Disterror – Catharsis

Disterror’s first full-length, aptly called Catharsis, is my first exposure to Caligari Records’ eclectic roster. From what I could gather, it’s a small label operating out of Tampa, Florida, specialized in tapes, keeping things diy and underground and, so far, excelling at what they do.

“Catharsis” starts off in an ominous way – a distant chime of bells evokes the record that gave birth to all things heavy – Black Sabbath’s first lp, obviously. I don’t know if it is deliberate or not, but it’s a nice touch, and from the moment the things kick-off it’s a non-stop barrage of heavy d-beat.

This Mexican four-piece aren’t reinventing the wheel here but you have to appreciate a well-written, sonically punishing contribution to the genre. From the aural onslaught of Amebix and early Bolt Thrower to intricate melodies of Tragedy and From Ashes Rise, Disterror are carrying their influences on their sleeves with conviction. There is also a subtle heavy metal hue looming throughout the album – those Iron Maiden guitar leads that appear from time to time. It’s an entertaining and refreshing touch to the worn-out formula lots of their peers adhere to.

The production is slick – it supplements the songs without taking away raw energy of musicianship shown. Things are edgy yet powerful, the overall sonic torrent somehow reminiscent of a well-tuned live setting.
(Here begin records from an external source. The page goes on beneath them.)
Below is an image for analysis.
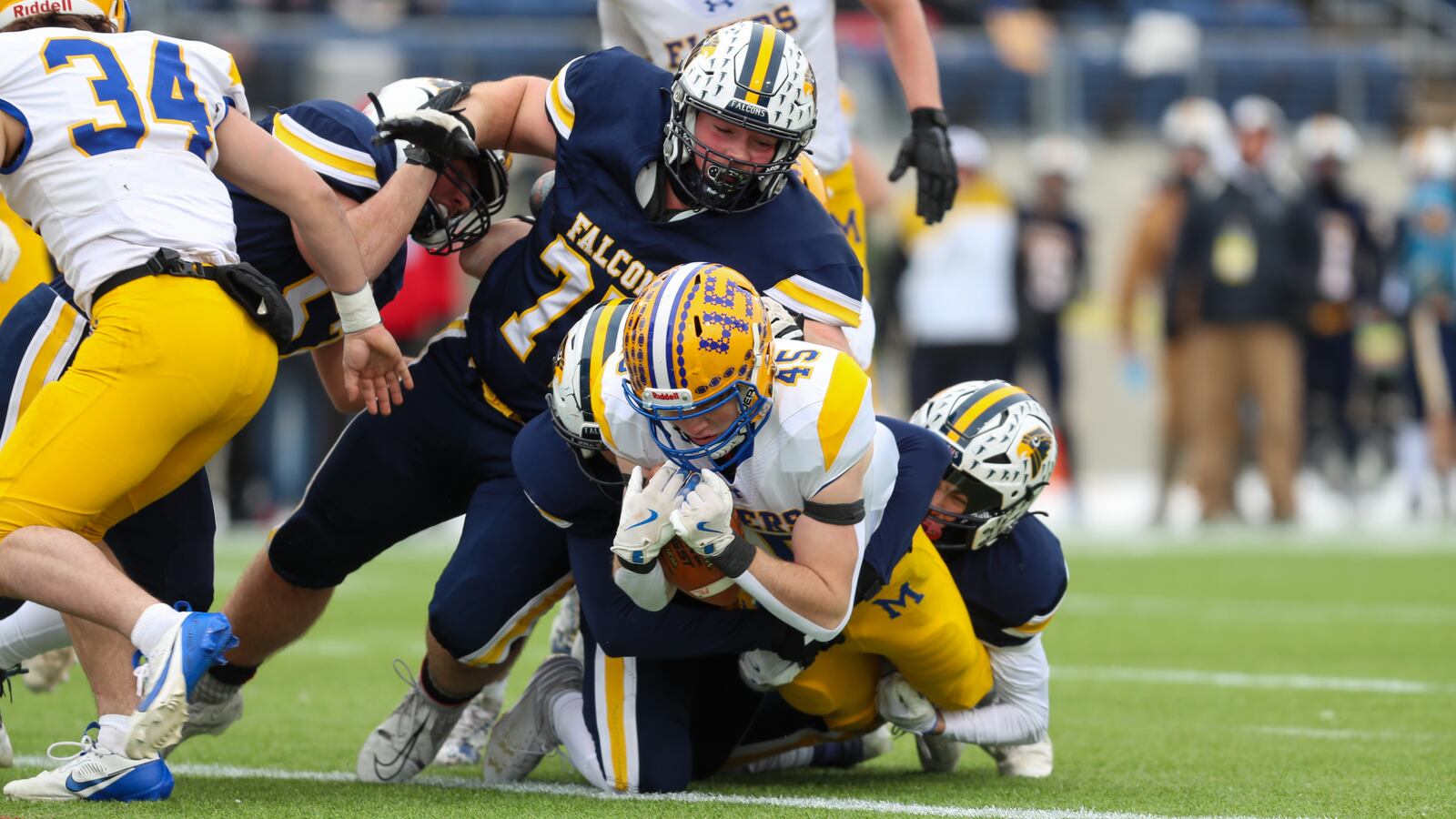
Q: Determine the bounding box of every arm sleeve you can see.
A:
[568,536,782,659]
[267,102,389,201]
[945,635,1051,744]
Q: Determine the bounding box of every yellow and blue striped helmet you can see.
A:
[622,262,774,470]
[910,380,1057,550]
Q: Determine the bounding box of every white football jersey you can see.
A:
[0,27,248,310]
[592,339,900,560]
[597,0,850,174]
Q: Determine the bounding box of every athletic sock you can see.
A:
[551,691,616,792]
[96,714,131,753]
[0,602,71,669]
[131,603,187,662]
[420,662,478,708]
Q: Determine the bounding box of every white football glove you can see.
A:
[738,649,804,691]
[875,672,939,733]
[672,470,733,557]
[612,463,687,565]
[0,223,20,283]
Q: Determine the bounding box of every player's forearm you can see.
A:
[348,165,437,275]
[612,555,677,612]
[864,0,945,111]
[738,526,859,642]
[944,635,1051,744]
[464,76,556,159]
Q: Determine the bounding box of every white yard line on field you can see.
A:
[1051,664,1456,695]
[15,756,1304,819]
[1249,726,1451,742]
[1061,592,1456,627]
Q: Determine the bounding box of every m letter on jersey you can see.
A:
[875,583,925,620]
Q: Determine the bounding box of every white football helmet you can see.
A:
[1162,96,1232,156]
[1294,114,1360,165]
[1026,134,1087,185]
[0,0,131,32]
[662,20,818,211]
[910,380,1057,550]
[364,77,511,255]
[546,298,632,482]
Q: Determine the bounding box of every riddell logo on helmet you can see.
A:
[9,0,75,20]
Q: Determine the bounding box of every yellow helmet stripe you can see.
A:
[951,385,1026,443]
[743,26,781,105]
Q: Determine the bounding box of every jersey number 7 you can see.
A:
[41,36,213,162]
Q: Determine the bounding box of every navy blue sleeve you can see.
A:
[511,412,622,540]
[864,415,951,583]
[566,531,788,659]
[941,516,1067,645]
[260,99,398,201]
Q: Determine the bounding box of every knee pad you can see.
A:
[268,506,358,589]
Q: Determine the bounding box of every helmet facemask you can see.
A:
[662,20,817,213]
[667,96,804,213]
[410,150,507,257]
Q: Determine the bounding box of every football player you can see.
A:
[485,288,946,792]
[0,65,505,800]
[190,24,861,783]
[486,264,990,790]
[597,0,956,369]
[878,380,1067,777]
[0,3,410,797]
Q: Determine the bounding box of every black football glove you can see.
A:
[769,625,844,667]
[374,83,480,174]
[890,108,959,225]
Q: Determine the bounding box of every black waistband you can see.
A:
[92,248,213,305]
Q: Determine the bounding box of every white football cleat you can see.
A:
[435,689,504,765]
[126,612,238,759]
[354,660,464,784]
[482,654,582,783]
[171,674,243,756]
[20,645,76,693]
[915,734,961,774]
[986,737,1051,780]
[5,723,173,802]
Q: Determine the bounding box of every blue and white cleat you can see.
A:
[126,612,238,759]
[5,723,173,802]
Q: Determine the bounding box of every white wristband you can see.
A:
[333,281,384,332]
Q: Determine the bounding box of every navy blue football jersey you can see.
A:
[941,514,1067,645]
[228,99,405,356]
[468,48,864,419]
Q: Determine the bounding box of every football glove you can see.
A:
[763,296,804,341]
[374,91,480,174]
[738,649,804,691]
[875,672,939,733]
[612,463,686,569]
[0,225,20,283]
[890,108,959,225]
[672,470,733,558]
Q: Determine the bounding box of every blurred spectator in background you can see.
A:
[1395,128,1456,518]
[1016,134,1087,495]
[1174,96,1318,521]
[1294,114,1380,494]
[898,126,1016,407]
[1117,97,1233,523]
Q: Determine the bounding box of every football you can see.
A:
[658,538,738,609]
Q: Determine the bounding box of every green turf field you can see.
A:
[0,540,1456,817]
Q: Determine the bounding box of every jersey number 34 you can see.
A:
[41,38,213,162]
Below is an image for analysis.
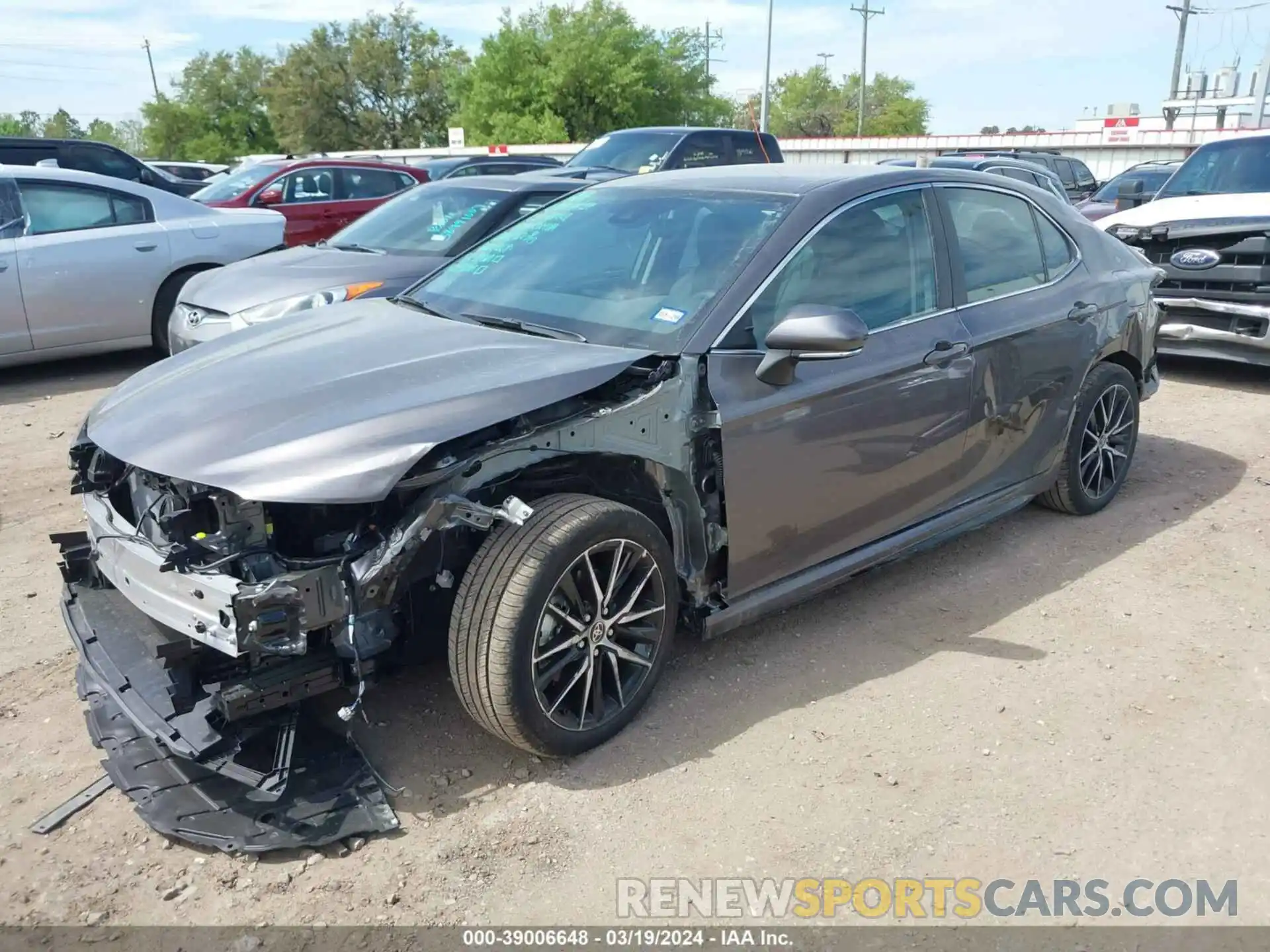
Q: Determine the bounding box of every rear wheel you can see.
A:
[1038,363,1138,516]
[450,495,678,755]
[150,270,208,357]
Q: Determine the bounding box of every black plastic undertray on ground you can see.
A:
[77,665,399,853]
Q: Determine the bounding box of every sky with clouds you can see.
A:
[0,0,1270,134]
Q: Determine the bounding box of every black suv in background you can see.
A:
[0,136,203,196]
[410,155,560,182]
[944,149,1099,202]
[528,126,785,179]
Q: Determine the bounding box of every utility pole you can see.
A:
[851,0,884,136]
[1166,0,1194,99]
[141,38,159,99]
[758,0,776,132]
[705,20,724,85]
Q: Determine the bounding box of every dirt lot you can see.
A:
[0,357,1270,924]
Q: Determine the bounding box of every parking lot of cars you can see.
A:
[0,119,1270,923]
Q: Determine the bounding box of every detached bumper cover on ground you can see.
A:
[55,536,399,852]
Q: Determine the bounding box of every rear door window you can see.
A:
[1054,159,1076,188]
[1071,159,1099,188]
[0,145,57,165]
[60,145,141,182]
[273,169,339,204]
[19,182,152,235]
[944,188,1046,305]
[335,169,405,200]
[732,132,771,165]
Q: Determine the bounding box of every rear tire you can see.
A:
[1037,363,1138,516]
[448,494,678,756]
[150,269,206,357]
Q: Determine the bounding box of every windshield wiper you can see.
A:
[325,241,386,255]
[389,294,465,321]
[462,313,587,344]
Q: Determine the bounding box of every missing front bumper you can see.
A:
[1156,297,1270,366]
[54,534,398,852]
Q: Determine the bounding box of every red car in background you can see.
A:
[190,159,428,245]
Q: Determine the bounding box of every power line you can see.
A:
[0,56,126,72]
[851,0,884,136]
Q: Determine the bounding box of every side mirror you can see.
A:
[1115,179,1147,212]
[754,305,868,387]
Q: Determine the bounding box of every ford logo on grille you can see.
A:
[1168,247,1222,272]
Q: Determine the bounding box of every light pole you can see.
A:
[758,0,776,132]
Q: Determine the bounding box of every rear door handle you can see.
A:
[1067,301,1103,324]
[922,340,970,367]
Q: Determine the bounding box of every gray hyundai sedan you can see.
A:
[57,165,1160,850]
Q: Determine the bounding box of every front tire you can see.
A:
[1037,363,1138,516]
[448,494,678,756]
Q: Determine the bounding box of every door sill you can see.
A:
[704,472,1054,639]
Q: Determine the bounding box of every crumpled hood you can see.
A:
[181,243,446,313]
[87,299,652,502]
[1099,192,1270,230]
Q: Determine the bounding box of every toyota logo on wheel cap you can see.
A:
[1168,247,1222,272]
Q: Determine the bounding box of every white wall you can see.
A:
[251,128,1270,180]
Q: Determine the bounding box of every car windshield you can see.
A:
[566,132,683,173]
[1156,136,1270,198]
[327,179,508,255]
[190,163,280,202]
[1091,167,1173,202]
[410,186,795,353]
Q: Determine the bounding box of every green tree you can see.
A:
[458,0,732,143]
[267,5,468,151]
[734,66,931,136]
[143,47,278,163]
[42,109,84,138]
[0,109,44,136]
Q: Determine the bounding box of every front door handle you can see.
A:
[1067,301,1103,324]
[922,340,970,367]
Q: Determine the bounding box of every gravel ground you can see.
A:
[0,356,1270,926]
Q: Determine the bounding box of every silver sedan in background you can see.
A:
[0,165,286,367]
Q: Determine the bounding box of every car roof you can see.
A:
[273,156,410,171]
[418,175,591,194]
[931,155,1058,178]
[595,163,952,196]
[597,126,772,138]
[0,136,115,152]
[0,163,138,188]
[592,163,1077,200]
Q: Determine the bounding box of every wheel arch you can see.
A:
[472,452,708,612]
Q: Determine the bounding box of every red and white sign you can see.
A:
[1103,116,1139,146]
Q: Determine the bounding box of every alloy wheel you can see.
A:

One more thing – the blurb on Caligari Records’ website describes Disterror’s sound as an amalgamation of violent d-beat and heavy and black metal elements. While the first two elements are pretty obvious, I cannot agree on the later – there is no “blackened” prefix happening here and for once it’s a good thing. Although one could argue that the first crust outfits were in fact influenced by proto-black metal of Helhammer or Venom, Disterror have managed to avoid this latest interpolation of second wave black metal and hardcore punk. There is an unhealthy inflation of blackened hardcore hapenning lately. Disterror are not part of that wave – this is, at its core, a solid slab of old school crust punk, firmly rooted in aforementioned legacy.

To conclude this short review – I’d like to see these guys touring Europe, maybe with Victims or Martyrdöd as advisable sparring partners. Well done!